Compare data shared in two columns in Python

Question

Compare data shared in two columns in Python

Navigation

#1 by (0 votes)

0

I compared columns in python, I wanted to know what data in column 1 (col1) was in column 2 (col2) .

I used the following:

set(df['col1']).intersection(set(df['col2']))

I throw the result like:

set([u'TSC22D4', u'HSPB1', u'RARRES2', u'GNG11', u'PTPRZ1', u'MCM7', u'MEST', u'PON2', u'PTN', u'RHEB', u'PEG10', u'GRM3'])

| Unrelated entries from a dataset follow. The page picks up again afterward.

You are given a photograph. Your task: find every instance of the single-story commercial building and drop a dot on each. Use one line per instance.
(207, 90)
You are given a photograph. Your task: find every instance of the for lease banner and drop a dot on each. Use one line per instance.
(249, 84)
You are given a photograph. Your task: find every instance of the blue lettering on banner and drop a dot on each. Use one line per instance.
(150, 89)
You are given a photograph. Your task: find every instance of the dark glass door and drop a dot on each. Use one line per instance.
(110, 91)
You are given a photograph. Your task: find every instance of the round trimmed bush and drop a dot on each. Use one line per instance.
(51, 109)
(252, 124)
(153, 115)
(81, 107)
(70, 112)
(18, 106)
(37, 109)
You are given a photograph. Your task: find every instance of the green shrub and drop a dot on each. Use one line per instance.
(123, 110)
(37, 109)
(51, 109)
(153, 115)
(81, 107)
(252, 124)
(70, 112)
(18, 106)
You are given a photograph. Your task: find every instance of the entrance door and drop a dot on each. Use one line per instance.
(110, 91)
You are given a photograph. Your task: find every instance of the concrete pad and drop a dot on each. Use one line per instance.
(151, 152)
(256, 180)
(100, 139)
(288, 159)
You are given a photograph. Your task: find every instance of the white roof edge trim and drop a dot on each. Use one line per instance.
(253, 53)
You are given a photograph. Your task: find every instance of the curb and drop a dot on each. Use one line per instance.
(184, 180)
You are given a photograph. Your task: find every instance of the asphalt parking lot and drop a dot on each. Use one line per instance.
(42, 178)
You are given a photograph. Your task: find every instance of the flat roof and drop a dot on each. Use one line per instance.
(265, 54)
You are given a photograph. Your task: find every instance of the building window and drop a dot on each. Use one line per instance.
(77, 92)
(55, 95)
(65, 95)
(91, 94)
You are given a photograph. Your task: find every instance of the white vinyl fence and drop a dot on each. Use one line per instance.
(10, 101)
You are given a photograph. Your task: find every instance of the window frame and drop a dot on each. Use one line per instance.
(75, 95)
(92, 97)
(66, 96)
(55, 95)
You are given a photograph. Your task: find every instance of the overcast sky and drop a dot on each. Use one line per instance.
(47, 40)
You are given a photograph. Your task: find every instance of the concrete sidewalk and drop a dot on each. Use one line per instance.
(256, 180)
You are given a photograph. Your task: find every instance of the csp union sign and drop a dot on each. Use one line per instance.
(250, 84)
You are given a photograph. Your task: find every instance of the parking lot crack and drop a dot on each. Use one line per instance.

Is the u by intersection? They are very large data that I can not know but using these tools.

python

asked by Jan 01.11.2018 в 20:11

source

1 answer

Problem loading Applet in servlet Does not save the information in database, error "Object reference not established as instance of an object"

score 0 · Answer 1

The u indicates that it is a unicode string, which is a way to encode strings that supports letters of any alphabet, as opposed to the ascii that only supports those of the English alphabet.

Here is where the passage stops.